On Sat, 2012-05-26 at 00:00 +0900, FUJIWARA Katsunori wrote:
> this patch series allows users to manage filename normalization policy
> per repository
> 
> this is just for the base of discussion, and tested a little: clone,
> bundle/unbundle, archive, diff, export/import.... simply.

What happens if:

a) a Mac user adds a file NFD(X)
b) that same user mentions that file in another file Y as NFD(X)
c) a Linux or Windows[1] -tool- tries to locate the file listed in Y but
Mercurial has helpfully transformed it to NFC(X) on check-out

Answer: neither Linux nor Windows will treat NFC(X) and NFD(X) as the
same file. And we won't renormalize the _contents_ of file Y, so
renormalizing the filename _introduces_ a mismatch. So.. it breaks. And
breaks here means "mysteriously stops compiling", "mysteriously gives
404s", "mysteriously crashes our mission-critical infrastructure".
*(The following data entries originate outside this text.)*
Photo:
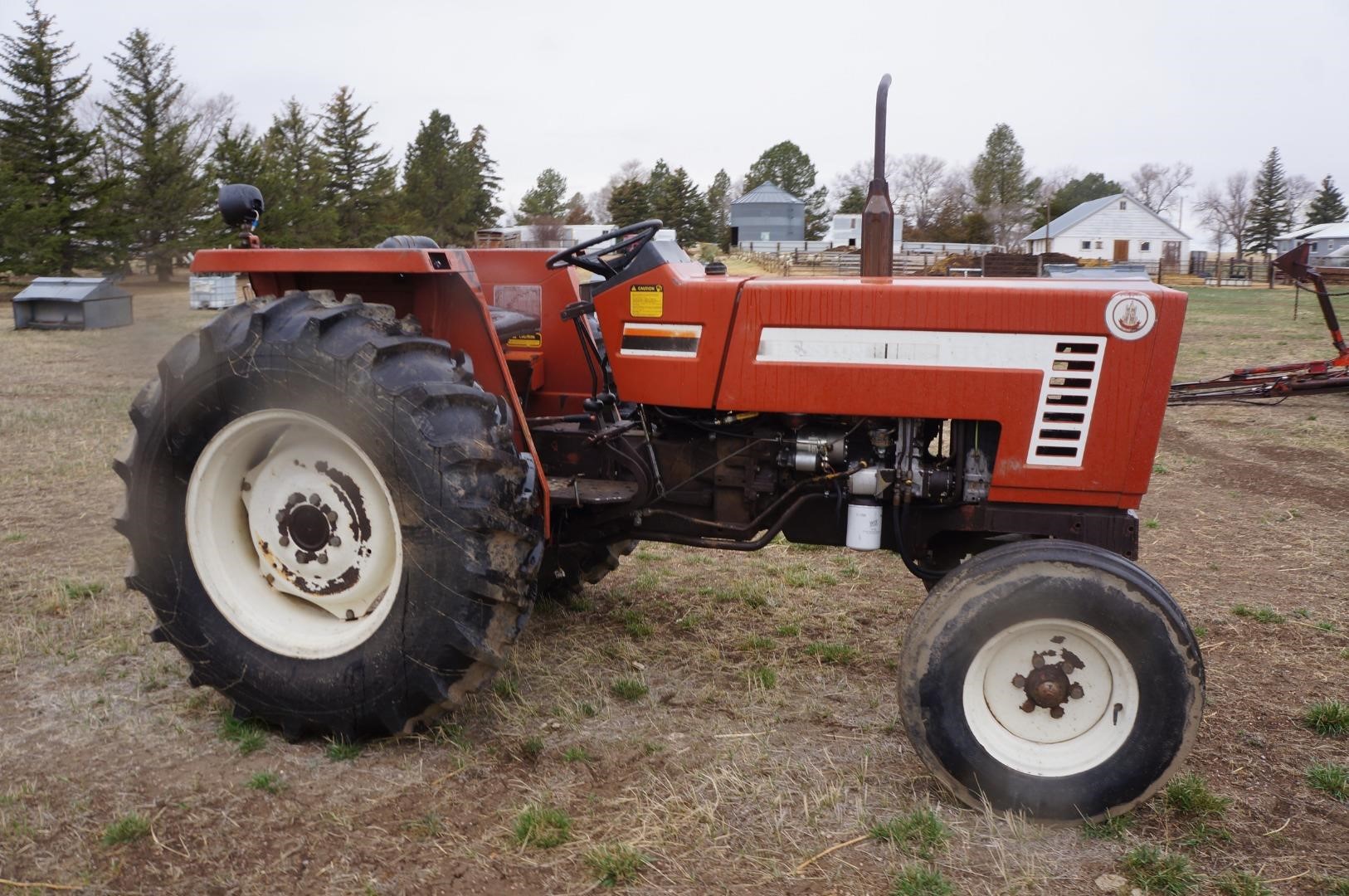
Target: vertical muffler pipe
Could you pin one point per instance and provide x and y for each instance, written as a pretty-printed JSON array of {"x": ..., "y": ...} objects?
[{"x": 879, "y": 213}]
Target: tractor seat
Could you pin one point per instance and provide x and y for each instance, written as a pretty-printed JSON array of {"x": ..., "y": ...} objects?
[{"x": 508, "y": 323}]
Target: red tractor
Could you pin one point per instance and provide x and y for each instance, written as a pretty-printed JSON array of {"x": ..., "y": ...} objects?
[{"x": 343, "y": 499}]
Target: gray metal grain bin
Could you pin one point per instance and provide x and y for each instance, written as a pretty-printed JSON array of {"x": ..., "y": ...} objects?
[{"x": 71, "y": 303}]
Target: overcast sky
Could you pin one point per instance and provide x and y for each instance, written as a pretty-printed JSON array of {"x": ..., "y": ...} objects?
[{"x": 583, "y": 86}]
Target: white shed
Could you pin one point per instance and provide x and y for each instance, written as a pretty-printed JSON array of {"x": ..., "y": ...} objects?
[
  {"x": 1327, "y": 239},
  {"x": 1114, "y": 227}
]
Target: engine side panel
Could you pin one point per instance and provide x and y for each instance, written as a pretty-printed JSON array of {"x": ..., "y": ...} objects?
[{"x": 988, "y": 350}]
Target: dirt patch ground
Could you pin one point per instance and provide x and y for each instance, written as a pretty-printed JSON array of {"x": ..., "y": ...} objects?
[{"x": 748, "y": 753}]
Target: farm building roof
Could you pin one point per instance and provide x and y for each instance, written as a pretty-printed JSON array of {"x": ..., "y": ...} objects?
[
  {"x": 71, "y": 289},
  {"x": 1078, "y": 213},
  {"x": 1336, "y": 231},
  {"x": 768, "y": 192}
]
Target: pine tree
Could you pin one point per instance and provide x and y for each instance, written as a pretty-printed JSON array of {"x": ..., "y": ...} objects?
[
  {"x": 629, "y": 202},
  {"x": 1271, "y": 213},
  {"x": 47, "y": 189},
  {"x": 149, "y": 122},
  {"x": 360, "y": 181},
  {"x": 483, "y": 185},
  {"x": 435, "y": 192},
  {"x": 547, "y": 200},
  {"x": 295, "y": 184},
  {"x": 1000, "y": 184},
  {"x": 718, "y": 202},
  {"x": 678, "y": 202},
  {"x": 577, "y": 211},
  {"x": 1074, "y": 193},
  {"x": 853, "y": 202},
  {"x": 1329, "y": 204}
]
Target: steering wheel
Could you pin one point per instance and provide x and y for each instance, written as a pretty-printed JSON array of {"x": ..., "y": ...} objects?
[{"x": 627, "y": 241}]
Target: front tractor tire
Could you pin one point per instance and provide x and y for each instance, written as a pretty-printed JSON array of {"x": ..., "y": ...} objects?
[
  {"x": 328, "y": 517},
  {"x": 1054, "y": 679}
]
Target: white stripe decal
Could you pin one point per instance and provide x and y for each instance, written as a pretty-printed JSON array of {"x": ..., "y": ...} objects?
[
  {"x": 1070, "y": 370},
  {"x": 660, "y": 340}
]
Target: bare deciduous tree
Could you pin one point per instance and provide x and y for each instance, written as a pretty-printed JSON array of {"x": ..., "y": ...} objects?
[
  {"x": 1157, "y": 185},
  {"x": 919, "y": 177},
  {"x": 860, "y": 176},
  {"x": 1228, "y": 208}
]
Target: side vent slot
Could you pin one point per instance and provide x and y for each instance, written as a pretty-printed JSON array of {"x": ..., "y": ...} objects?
[{"x": 1066, "y": 398}]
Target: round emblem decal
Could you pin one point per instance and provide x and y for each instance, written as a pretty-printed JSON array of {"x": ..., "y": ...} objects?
[{"x": 1131, "y": 314}]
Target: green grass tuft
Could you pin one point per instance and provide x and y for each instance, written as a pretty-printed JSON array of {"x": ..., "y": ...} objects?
[
  {"x": 1327, "y": 718},
  {"x": 1263, "y": 614},
  {"x": 616, "y": 864},
  {"x": 840, "y": 654},
  {"x": 1190, "y": 795},
  {"x": 1109, "y": 829},
  {"x": 762, "y": 678},
  {"x": 758, "y": 643},
  {"x": 636, "y": 624},
  {"x": 918, "y": 831},
  {"x": 1331, "y": 777},
  {"x": 342, "y": 751},
  {"x": 126, "y": 829},
  {"x": 1243, "y": 884},
  {"x": 1159, "y": 872},
  {"x": 506, "y": 687},
  {"x": 267, "y": 782},
  {"x": 247, "y": 734},
  {"x": 627, "y": 689},
  {"x": 71, "y": 590},
  {"x": 915, "y": 880},
  {"x": 543, "y": 826}
]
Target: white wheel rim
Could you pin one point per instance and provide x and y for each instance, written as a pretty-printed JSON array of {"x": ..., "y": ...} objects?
[
  {"x": 299, "y": 577},
  {"x": 1097, "y": 715}
]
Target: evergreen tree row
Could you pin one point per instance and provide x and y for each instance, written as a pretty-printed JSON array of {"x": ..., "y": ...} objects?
[{"x": 139, "y": 181}]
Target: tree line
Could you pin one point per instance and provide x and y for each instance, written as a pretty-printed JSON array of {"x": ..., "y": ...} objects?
[
  {"x": 134, "y": 174},
  {"x": 96, "y": 184}
]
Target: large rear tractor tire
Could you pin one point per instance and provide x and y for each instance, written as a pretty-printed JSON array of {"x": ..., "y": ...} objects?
[
  {"x": 1051, "y": 678},
  {"x": 328, "y": 517}
]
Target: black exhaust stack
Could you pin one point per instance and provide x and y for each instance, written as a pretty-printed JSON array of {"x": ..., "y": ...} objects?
[{"x": 879, "y": 213}]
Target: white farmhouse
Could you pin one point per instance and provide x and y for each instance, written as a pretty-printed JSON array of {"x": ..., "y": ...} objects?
[
  {"x": 1114, "y": 227},
  {"x": 1325, "y": 239}
]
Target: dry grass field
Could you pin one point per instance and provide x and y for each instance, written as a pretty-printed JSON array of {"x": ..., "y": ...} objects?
[{"x": 696, "y": 723}]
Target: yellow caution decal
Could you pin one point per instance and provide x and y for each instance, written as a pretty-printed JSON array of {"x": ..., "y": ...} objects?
[{"x": 646, "y": 301}]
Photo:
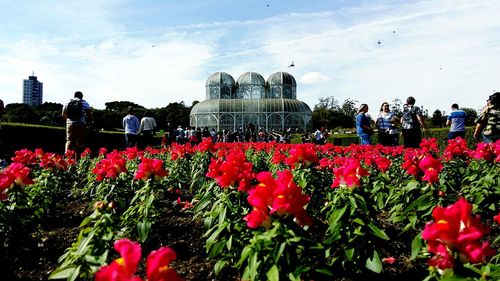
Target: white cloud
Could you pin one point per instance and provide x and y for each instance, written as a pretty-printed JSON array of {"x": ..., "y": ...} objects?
[
  {"x": 313, "y": 78},
  {"x": 440, "y": 52}
]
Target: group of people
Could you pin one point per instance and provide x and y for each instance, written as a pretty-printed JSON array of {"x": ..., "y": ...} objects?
[
  {"x": 133, "y": 128},
  {"x": 78, "y": 115},
  {"x": 412, "y": 123}
]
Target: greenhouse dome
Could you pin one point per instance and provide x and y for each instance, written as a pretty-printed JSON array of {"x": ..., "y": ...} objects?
[{"x": 270, "y": 106}]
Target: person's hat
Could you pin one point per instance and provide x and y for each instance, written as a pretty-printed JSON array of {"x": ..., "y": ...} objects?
[
  {"x": 495, "y": 98},
  {"x": 363, "y": 105}
]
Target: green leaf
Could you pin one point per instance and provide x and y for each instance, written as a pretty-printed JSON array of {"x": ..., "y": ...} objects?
[
  {"x": 378, "y": 232},
  {"x": 374, "y": 264},
  {"x": 64, "y": 273},
  {"x": 75, "y": 274},
  {"x": 358, "y": 221},
  {"x": 273, "y": 274},
  {"x": 416, "y": 246},
  {"x": 219, "y": 265}
]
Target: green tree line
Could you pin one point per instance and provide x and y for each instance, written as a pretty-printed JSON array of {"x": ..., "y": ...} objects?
[{"x": 329, "y": 113}]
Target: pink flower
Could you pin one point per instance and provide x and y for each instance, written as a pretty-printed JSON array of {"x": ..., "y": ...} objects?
[
  {"x": 124, "y": 267},
  {"x": 349, "y": 173},
  {"x": 455, "y": 229},
  {"x": 158, "y": 263},
  {"x": 389, "y": 260},
  {"x": 497, "y": 218},
  {"x": 431, "y": 168}
]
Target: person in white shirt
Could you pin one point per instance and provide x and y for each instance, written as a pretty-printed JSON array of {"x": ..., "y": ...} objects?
[{"x": 147, "y": 128}]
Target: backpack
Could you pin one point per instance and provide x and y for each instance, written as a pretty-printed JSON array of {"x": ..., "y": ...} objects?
[
  {"x": 74, "y": 109},
  {"x": 409, "y": 118}
]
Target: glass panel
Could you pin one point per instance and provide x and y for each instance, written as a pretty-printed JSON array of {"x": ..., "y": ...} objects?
[
  {"x": 287, "y": 92},
  {"x": 275, "y": 122},
  {"x": 275, "y": 92},
  {"x": 225, "y": 92},
  {"x": 214, "y": 92},
  {"x": 226, "y": 122}
]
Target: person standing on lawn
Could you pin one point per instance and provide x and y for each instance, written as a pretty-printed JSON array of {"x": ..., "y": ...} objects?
[
  {"x": 131, "y": 126},
  {"x": 78, "y": 114},
  {"x": 456, "y": 120},
  {"x": 363, "y": 126},
  {"x": 488, "y": 123},
  {"x": 412, "y": 123}
]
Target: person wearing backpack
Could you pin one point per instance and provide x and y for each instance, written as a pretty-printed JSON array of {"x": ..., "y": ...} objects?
[
  {"x": 131, "y": 126},
  {"x": 488, "y": 123},
  {"x": 147, "y": 128},
  {"x": 77, "y": 114},
  {"x": 412, "y": 123}
]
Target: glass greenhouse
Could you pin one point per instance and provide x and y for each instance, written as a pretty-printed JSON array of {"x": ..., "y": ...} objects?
[{"x": 267, "y": 105}]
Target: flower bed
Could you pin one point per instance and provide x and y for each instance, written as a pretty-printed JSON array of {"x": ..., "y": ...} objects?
[{"x": 269, "y": 211}]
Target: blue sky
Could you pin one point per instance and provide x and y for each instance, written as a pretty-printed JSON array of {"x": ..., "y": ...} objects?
[{"x": 154, "y": 52}]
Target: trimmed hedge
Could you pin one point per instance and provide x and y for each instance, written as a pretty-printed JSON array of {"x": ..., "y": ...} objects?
[{"x": 17, "y": 136}]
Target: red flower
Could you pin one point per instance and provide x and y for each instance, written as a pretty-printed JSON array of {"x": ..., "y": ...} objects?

Compare that with "user gets extremely annoyed by filenames he can read
and click on but can't type".[2]

This is another manifestation of the makefile problem: filenames
referred to inside other files MUST agree with what TOOLS see on the
filesystem for the tools to work.

Fundamentally, we can't force a Mac user to make Y reference NFC(X)
rather than NFD(X). Nor can we even detect it! So we can't prevent them
from making a non-portable commit. I'm afraid the best we can do is warn
Mac users that they're adding NFD files.

However, in the current scheme, a non-Mac user can always rename NFD(X)
to NFC(X) and fixup Y without introducing a commit that doesn't build.

Yes, NFD is a massively stupid annoyance to users. But your
renormalizing technique will break more than it fixes for any project
that contains non-ASCII inter-file references. And because we're an SCM
(and not a CMS), that's what we care about.

[1] assuming we get a UTF-8 mode working on Windows
[2] which is actually a generic Unicode problem, because in addition to
NFD, Unicode has tons of homoglyphs. duplicate characters, and the vast
majority of characters aren't even typable on any given keyboard.
-- 
Mathematics is the supreme nostalgia of our time.